For the next three years, until the end of hostilities, Kościuszko and Hull remained inseparable. When the revolutionary forces finally won a victory and the last British soldiers left the United States, it was parting time for our heroes as well. The Pole asked Agrippa to sail with him to Poland, but his orderly had already grown tired of the big world. Although he idolized his general (Kościuszko was promoted to brigadier general by the Continental Congress in 1783, ed.), he dreamed of returning to his quiet Stockbridge. The future Commander of the Polish National Armed Forces, who was himself homesick, fully understood these feelings. Bidding farewell to his faithful companion, he gave him a gold-encrusted pistol as a souvenir, which he had brought to America from Warsaw. Hull kept this gift until his death and displayed it as eagerly as he talked about his experiences at Kościuszko’s side, always ending his stories of the Polish officer by saying that he was truly a great man. They were given the opportunity to meet again in 1797, when Kościuszko again came to the US. Upon hearing that his beloved general was in New York, Hull set off hastily. After 14 years of separation, the two friends were able to enjoy each other’s company again.
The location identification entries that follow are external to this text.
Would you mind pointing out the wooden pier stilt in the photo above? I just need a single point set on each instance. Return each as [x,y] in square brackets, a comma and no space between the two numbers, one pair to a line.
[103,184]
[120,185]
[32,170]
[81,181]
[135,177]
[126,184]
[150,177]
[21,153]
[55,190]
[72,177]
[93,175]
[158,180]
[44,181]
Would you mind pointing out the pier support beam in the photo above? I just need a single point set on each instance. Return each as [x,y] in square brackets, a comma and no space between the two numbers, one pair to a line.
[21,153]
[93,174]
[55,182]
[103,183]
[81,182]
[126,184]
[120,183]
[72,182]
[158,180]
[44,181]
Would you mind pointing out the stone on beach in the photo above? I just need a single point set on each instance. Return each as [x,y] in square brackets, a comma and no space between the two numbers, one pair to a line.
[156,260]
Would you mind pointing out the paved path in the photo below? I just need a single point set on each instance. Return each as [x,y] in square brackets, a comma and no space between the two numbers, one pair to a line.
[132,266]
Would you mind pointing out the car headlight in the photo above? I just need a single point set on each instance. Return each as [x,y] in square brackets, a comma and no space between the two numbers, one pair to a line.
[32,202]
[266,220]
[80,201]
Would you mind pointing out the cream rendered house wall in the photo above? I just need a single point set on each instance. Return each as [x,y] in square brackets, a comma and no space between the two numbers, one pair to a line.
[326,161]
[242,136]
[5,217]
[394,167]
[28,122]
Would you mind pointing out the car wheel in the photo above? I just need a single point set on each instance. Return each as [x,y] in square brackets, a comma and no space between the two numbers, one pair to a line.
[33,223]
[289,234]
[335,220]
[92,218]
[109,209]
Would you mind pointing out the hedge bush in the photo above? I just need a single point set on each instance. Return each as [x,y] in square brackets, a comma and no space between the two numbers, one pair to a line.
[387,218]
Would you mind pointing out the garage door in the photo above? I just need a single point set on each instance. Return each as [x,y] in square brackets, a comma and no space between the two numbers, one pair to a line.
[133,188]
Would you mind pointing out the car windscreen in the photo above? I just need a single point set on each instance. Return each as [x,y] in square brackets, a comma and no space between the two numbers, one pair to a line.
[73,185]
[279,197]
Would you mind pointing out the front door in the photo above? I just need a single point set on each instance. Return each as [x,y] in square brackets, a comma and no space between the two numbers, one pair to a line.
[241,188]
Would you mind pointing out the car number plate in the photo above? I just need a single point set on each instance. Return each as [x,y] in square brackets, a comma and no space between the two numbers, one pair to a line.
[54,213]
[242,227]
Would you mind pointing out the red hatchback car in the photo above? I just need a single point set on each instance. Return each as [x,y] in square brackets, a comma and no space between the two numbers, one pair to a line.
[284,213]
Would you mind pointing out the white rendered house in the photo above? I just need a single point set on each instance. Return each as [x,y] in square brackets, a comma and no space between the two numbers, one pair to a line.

It is possible that it was his acquaintance with Hull that inspired Kościuszko to make a bequest in his last will to serve the purpose of liberating, educating and providing a livelihood for as many American slaves as possible. Unfortunately, this will was never implemented. Appointed as his executor, Thomas Jefferson, himself a slave owner, washed his hands Pilate-like after the Pole’s death, and the matter of the thousands of dollars left by the Polish nobleman lay in the courts for the next several decades. None of the people to whom the money was supposed to go saw a single cent.
It is also possible that Kościuszko later extended his reflections about the fate of black slaves, provoked by his contact with Agrippa, to Polish peasants living in equally terrible conditions of serfdom. If so, then it can be said that the Polish Proclamation of Połaniec that granted civil liberties to all peasants in the Polish-Lithuanian Commonwealth owed its issuance to some extent to an industrious and witty black farmer who for decades farmed his land in Stockbridge, in his spare time entertaining his neighbors with his tales of the Polish general.